Die Leistungen zur Teilhabe an Bildung können auch als Hochschulhilfen von Studierenden mit Beeinträchtigungen genutzt werden, um u. a. Kommunikations-assistenzen, wie Gebärdensprach- und Schrift-Dolmetscher und/oder Studienassistenzen zur Assistenz beim Besuch von Lehrveranstaltungen, von Bibliotheken und bei Herausforderungen der Organisation und Bewältigung des Studienalltags in Anspruch zu nehmen (Deutsches Studentenwerk, 2021),

Leistungen zur Sozialen Teilhabe (§ 76 SGB IX)

Bei vorliegendem behinderungsbedingten Unterstützungsbedarf haben Personen mit Beeinträchtigungen nach § 78 SGB IX einen Rechtsanspruch auf Assistenz-leistungen, die der selbstbestimmten und eigenständigen Bewältigung des Alltages dienen. Hierbei können «Leistungen für die allgemeinen Erledigungen des Alltags wie die Haushaltsführung, die Gestaltung sozialer Beziehungen, die persönliche Lebensplanung, die Teilhabe am gemeinschaftlichen und kulturellen Leben, die Freizeitgestaltung» (§ 78 Absatz 1 Satz 2 SGB IX) und andere erbracht werden.

Nach dieser gesetzlichen Regelung kann auch die sogenannte Elternassistenz erbracht werden. Hierbei handelt es sich um die Unterstützung von Eltern mit Beeinträchtigungen, denen nach Artikel 23 Absatz 2 Satz 2 UN-BRK eine Unterstützung «bei der Wahrnehmung ihrer elterlichen Verantwortung» zu gewähren ist, die 2018 mit der Umsetzung des BTHG erstmals in Deutschland rechtlich verankert wurde (§ 78 Absatz 1 und 3 SGB IX). Eltern mit Beeinträchtigungen haben einen Rechtsanspruch auf Hilfen zum Ausgleich ihrer behinderungsbedingten Einschränkungen bei der Versorgung und Betreuung ihrer Kinder (vgl. BMAS, 2021, S.88).

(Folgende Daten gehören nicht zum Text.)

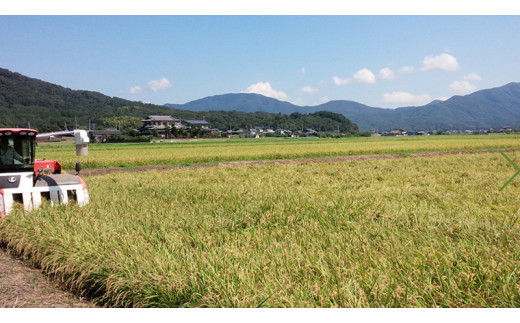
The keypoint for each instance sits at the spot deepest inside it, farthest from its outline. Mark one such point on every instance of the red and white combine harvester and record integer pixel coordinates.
(27, 180)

Weitere Assistenzleistungen

Wahlassistenz

Auch bei der Stimmabgabe bei Wahlen haben Menschen mit Beeinträchtigungen einen Anspruch auf Assistenz. Die Grenzen dieser Assistenzleistung werden hier-bei durch das Strafgesetzbuch (§ 107a Wahlfälschung StGB) und das Bundes-wahlgesetz (§ 14 Ausübung des Wahlrechts BWahlG) gesetzt.

Assistenzleistungen aus weiteren Sozialgesetzbüchern

Neben dem SGB IX kommen auch weitere rechtliche Grundlagen zur Erbringung von Assistenzleistungen in Frage, so z. B. das SGB V (Gesetzliche Krankenversicherung), das SGB VIII (Kinder- und Jugendhilfe) oder das SGB XI (Soziale Pflegeversicherung). Die jeweilige gesetzliche Grundlage und daran anschließend die Finanzierungsmöglichkeiten sind vom individuellen Bedarf und der Situation des Menschen mit Beeinträchtigung abhängig.